Chapitre premier
Du désarmement économique
unilatéral au naufrage social
M. Giscard d'Estaing a évalué à quarante ou cinquante ans l'« espérance de vie » de la « Constitution européenne ». Une Constitution est, en principe, faite pour durer. Celle-là ne peut être révisée qu'à l'unanimité, ce qui, déjà difficile à quinze, devient proprement impossible à vingt-cinq ou à trente-trois. Le problème, avec la « Constitution européenne », est qu'elle consacre soixante articles aux questions proprement institutionnelles et tout le reste, si on exclut la bavarde « Charte des droits fondamentaux » (54 articles) 1 , à la définition des politiques de l'Union, soit 325 articles sur un total de 448 ! C'est dire que cette Constitution décrit moins des institutions que des politiques, moins un contenant que des contenus.
A-t-on jamais vu qu'une Constitution, sauf à jouer sur les mots, se mêle de définir dans le détail des politiques publiques ? Tel est pourtant le cas du texte qu'on nous propose d'approuver ! Il met un terme à l'exercice de la démocratie en « constitutionnalisant » des politiques reposant sur le dogme libéral. Cette « Constitution » non révisable signe pour l'Europe la « fin de l'Histoire ». Il fait tomber sur elle la chape de plomb d'une orthodoxie libérale à perpétuité.
Faisons un rêve
Les chefs d'État et de gouvernement réunis à Bruxelles les 17 et 18 juin 2004 auraient pu choisir d'affronter l'obstacle le plus visible et de faire face à la réalité sociale que vivent quotidiennement les peuples européens, et d'abord le nôtre : croissance en berne, désindustrialisation accélérée, chômage de masse frappant d'abord la jeunesse, inégalités toujours accrues, avenir brouillé, etc. Il n'est pas besoin d'être grand clerc pour savoir que les institutions européennes telles qu'elles fonctionnent, en vertu des textes européens successifs, rendent très difficile une politique industrielle et impossible la restauration d'une préférence communautaire, interdisent une politique monétaire et particulièrement une politique de change, empêchent enfin toute relance économique fondée sur un programme d'investissements publics.

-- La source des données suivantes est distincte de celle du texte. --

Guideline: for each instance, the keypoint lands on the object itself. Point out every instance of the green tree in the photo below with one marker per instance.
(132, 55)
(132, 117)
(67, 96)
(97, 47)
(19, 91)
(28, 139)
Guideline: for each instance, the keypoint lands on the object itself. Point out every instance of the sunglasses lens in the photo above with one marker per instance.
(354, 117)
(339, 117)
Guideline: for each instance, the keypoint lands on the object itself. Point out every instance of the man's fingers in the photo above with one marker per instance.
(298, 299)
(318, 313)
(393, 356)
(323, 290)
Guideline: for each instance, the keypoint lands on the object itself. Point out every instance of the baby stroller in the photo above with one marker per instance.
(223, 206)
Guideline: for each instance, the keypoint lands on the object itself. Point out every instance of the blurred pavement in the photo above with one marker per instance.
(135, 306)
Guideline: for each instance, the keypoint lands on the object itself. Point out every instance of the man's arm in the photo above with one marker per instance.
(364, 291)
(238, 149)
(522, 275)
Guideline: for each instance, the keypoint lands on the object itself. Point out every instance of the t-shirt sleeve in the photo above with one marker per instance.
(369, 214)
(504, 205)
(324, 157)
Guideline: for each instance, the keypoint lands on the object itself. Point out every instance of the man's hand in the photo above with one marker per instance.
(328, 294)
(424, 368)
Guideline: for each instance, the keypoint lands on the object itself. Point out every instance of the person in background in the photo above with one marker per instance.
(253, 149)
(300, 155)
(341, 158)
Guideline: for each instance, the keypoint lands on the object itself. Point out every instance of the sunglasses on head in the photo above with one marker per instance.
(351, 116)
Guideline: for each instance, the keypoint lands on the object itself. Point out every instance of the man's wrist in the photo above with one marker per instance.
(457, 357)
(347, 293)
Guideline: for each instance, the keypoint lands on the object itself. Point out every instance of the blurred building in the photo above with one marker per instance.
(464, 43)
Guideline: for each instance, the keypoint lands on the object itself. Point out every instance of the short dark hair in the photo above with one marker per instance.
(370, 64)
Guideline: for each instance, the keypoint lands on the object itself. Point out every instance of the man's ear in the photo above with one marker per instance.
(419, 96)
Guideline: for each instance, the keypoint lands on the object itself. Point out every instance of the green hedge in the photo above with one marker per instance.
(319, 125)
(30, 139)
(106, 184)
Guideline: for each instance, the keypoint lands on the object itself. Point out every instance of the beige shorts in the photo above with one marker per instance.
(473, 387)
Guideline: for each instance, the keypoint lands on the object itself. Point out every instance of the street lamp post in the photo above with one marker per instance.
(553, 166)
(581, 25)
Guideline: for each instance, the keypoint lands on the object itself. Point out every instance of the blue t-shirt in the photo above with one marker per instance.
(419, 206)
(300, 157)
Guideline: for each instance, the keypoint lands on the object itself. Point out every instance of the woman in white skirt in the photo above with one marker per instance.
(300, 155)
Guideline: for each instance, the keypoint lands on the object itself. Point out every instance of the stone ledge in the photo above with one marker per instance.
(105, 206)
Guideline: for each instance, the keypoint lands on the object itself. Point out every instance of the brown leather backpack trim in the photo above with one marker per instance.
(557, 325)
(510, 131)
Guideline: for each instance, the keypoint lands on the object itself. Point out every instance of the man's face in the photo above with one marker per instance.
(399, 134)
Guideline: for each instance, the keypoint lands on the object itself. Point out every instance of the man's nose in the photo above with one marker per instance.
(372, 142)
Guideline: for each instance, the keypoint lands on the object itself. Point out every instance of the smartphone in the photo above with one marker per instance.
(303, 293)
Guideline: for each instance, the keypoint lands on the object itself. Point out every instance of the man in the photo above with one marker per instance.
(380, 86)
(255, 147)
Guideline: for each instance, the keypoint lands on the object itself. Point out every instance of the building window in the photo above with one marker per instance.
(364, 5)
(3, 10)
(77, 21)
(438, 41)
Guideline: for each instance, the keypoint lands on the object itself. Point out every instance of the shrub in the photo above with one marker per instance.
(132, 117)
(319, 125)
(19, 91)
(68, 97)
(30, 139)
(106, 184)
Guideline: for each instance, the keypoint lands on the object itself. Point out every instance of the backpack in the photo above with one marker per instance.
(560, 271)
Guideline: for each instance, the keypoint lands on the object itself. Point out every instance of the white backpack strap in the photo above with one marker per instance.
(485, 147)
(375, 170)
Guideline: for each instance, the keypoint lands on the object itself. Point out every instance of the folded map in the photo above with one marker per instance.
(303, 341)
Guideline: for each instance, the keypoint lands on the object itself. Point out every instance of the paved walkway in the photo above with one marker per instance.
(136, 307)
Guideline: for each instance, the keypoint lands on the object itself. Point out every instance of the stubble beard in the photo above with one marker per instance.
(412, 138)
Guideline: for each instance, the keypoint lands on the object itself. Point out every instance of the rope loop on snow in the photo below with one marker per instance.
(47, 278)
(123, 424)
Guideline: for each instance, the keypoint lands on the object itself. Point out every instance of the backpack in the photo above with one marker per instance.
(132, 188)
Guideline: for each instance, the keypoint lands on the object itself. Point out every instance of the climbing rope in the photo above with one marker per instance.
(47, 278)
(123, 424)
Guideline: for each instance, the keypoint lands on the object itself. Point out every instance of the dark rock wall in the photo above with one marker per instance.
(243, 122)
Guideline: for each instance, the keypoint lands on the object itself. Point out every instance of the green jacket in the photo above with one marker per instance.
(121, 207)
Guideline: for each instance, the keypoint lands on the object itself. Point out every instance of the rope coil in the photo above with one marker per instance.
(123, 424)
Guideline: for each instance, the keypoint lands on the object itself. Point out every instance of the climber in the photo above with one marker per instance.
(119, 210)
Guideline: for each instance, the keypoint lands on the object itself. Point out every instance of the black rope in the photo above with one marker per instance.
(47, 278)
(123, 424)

Nos chefs d'État et de gouvernement auraient pu redresser la barre :
• Par exemple en modifiant les statuts de la Banque centrale européenne. Ainsi, le soutien à la croissance et pas seulement la lutte contre l'inflation aurait pu figurer parmi ses objectifs : l'Europe serait ainsi en mesure de mettre en œuvre une politique monétaire destinée à relancer l'économie et à lutter contre la dépréciation du dollar (plus de 60 % en trois ans) qui pénalise nos exportations et dissuade les entreprises d'investir dans la zone euro, faisant de celle-ci la lanterne rouge de la croissance mondiale. Nos dirigeants auraient pu donner de réels pouvoirs à l'Eurogroupe (on appelle ainsi la réunion des ministres des Finances de la zone euro), bref, en faire un véritable « gouvernement économique ».
• Nos chefs d'État et de gouvernement, s'ils avaient été éclairés, auraient revu autrement qu'à la marge le pacte de stabilité budgétaire qualifié de « stupide » par M. Prodi 2 . La déduction de l'investissement (ainsi dans la recherche) du montant des déficits autorisés (3 % du PIB) eût été un sûr moyen de relancer l'économie, de combler le retard scientifique et technologique de l'Europe sur les États-Unis et le Japon et, ainsi, de préparer l'avenir.
• Jacques Chirac prône la relance d'une politique industrielle. Il aurait pu s'aviser que celle-ci est bridée, plus encore que par le pacte de stabilité budgétaire, par le contrôle tatillon exercé sur les aides publiques qui résulte du sacro-saint principe d'une « concurrence libre et non faussée » que les traités européens répètent indéfiniment comme l'alpha et l'oméga de leur philosophie. Les chefs d'État et de gouvernement auraient pu relativiser ce principe de la concurrence, érigé en dogme, en affirmant qu'il ne pouvait faire obstacle à la mise en œuvre de politiques industrielles destinées à freiner les délocalisations.
Pas davantage ce principe de la concurrence ne devrait remettre en cause l'existence de services publics convenablement financés, afin de soustraire certains biens vitaux à la dure loi du marché, mettant ainsi un peu d'égalité dans nos sociétés déchirées. Le mot même de « service public » eût pu être introduit dans la Constitution sans offenser la pudeur des libéraux : il eût suffi d'une demande de dérogation, comme je l'avais suggéré pendant la campagne présidentielle de 2002.